In profiles subclasses, we can manage exceptions or particular cases:

class profile::webserver::dev inherits profile::webserver { 
  Class['::php'] { 
    loglevel   => "debug"
  }
}

This model is quite flexible and has gained a lot of attention and endorsement from Puppet Labs. It's not the only approach that we can follow to organize the resources we need for our nodes in a sane way, but it's the current best practice and a good point of reference, as it formalizes the concept of role and exposes how we can organize and add layers of abstraction between our nodes and the used modules.

The data and the code

Hiera's crusade and possibly main reason to exist is data separation.

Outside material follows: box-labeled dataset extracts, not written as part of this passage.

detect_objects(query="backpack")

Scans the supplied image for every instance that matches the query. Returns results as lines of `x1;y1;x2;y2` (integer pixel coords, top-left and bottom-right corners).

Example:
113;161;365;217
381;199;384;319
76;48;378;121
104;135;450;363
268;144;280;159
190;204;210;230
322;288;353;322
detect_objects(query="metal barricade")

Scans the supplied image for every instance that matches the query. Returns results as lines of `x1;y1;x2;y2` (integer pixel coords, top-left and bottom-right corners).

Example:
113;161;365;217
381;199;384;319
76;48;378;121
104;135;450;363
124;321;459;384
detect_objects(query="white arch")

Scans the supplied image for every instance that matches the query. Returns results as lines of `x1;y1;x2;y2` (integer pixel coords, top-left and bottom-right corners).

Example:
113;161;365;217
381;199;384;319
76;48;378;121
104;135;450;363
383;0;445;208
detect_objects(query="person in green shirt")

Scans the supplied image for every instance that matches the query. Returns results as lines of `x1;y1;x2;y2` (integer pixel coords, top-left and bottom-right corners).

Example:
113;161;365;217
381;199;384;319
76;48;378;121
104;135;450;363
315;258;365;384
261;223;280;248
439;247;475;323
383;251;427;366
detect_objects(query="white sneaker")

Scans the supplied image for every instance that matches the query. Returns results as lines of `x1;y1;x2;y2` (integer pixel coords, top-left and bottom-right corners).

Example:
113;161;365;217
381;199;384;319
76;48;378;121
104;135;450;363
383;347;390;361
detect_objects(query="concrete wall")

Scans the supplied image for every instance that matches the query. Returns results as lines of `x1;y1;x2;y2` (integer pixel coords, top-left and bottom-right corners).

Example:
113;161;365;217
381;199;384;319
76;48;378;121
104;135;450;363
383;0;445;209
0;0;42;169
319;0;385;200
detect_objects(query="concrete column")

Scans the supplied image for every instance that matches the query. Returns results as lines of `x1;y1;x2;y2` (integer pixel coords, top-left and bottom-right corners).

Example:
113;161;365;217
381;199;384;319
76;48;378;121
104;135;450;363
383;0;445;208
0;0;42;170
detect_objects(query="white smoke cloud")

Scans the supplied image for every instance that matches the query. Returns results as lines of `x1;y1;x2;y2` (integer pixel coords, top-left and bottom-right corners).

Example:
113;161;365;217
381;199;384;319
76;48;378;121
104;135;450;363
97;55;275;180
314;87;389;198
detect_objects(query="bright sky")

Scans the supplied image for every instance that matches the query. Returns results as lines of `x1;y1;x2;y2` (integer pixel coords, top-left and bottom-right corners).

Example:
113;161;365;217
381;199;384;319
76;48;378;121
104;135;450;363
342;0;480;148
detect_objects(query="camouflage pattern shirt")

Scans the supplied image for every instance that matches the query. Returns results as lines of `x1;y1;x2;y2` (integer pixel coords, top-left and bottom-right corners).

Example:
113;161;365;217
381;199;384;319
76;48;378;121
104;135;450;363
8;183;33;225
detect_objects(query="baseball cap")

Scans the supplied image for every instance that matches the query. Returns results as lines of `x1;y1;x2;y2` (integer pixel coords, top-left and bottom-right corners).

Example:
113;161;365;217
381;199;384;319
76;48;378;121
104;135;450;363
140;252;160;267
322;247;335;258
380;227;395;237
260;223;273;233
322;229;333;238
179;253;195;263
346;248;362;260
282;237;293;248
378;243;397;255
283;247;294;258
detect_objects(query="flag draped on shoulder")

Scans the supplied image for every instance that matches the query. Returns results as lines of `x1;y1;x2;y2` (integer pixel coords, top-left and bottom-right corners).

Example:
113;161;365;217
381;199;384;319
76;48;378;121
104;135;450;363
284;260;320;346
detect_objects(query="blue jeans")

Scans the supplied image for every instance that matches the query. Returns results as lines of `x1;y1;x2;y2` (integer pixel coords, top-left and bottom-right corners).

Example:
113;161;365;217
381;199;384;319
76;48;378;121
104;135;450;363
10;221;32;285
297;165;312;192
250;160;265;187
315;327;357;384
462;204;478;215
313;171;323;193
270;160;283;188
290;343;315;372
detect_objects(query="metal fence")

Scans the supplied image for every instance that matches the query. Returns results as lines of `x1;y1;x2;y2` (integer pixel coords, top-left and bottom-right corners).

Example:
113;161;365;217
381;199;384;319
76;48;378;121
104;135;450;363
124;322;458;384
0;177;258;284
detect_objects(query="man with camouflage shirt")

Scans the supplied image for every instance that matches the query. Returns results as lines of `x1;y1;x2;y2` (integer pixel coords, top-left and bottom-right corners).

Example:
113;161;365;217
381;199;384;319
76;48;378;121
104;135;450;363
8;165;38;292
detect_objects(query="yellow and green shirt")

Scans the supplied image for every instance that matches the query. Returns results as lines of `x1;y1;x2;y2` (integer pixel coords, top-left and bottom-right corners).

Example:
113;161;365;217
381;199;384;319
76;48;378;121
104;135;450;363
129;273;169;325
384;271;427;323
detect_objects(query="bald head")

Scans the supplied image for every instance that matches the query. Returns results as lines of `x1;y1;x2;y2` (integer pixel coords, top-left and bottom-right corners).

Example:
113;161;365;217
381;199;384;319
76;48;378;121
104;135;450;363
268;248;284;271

In practical terms, this means to convert Puppet code like the following one:

$dns_server = $zone ? {
  'it'    => '1.2.3.4',
  default => '8.8.8.8',
}
class { '::resolver':
  server => $dns_servers,
}

Into something where there's no trace of local settings like:

$dns_server = hiera('dns_server')
class { '::resolver':
  server => $dns_servers,
}

With Puppet 3, the preceding code can be even more simplified with just the following line:

include ::resolver

This expects the resolver::server key evaluated as needed in our Hiera data sources.

The advantages of having data (in this case, the IP of the DNS server, whatever is the logic to elaborate it) in a separated place are clear:

We can manage and modify data without changing our code
Different people can work on data and code
Hiera's pluggable backend system dramatically enhances how and where data can be managed, allowing seamless integration with third-party tools and data sources
Code layout is simpler and more error proof
The lookup hierarchy is configurable

Nevertheless, there are a few little drawbacks or maybe, just the necessary side effects or needed evolutionary steps. They are as follows:

What we've learned about Puppet and used to do without Hiera is obsolete
We don't see, directly in our code, the values we are using
We have two different places where we can look to understand what code does
We need to set the variables we use in our hierarchy as top scope variables or facts, or anyway, we need to refer to them with a fixed fully qualified name
We might have to refactor a lot of existing code to move our data and logic into Hiera

A personal note: I've been quite a late jumper on the Hiera wagon. While developing modules with the ambition that they can be reusable, I decided I couldn't exclude users who weren't using this additional component. So, until Puppet 3 with Hiera integrated in it became mainstream, I didn't want to force the usage of Hiera in my code.

Now things are different. Puppet 3's data bindings change the whole scene, Hiera is deeply integrated and is here to stay, and so, even if we can happily live without using it, I would definitively recommend its usage in most of the cases.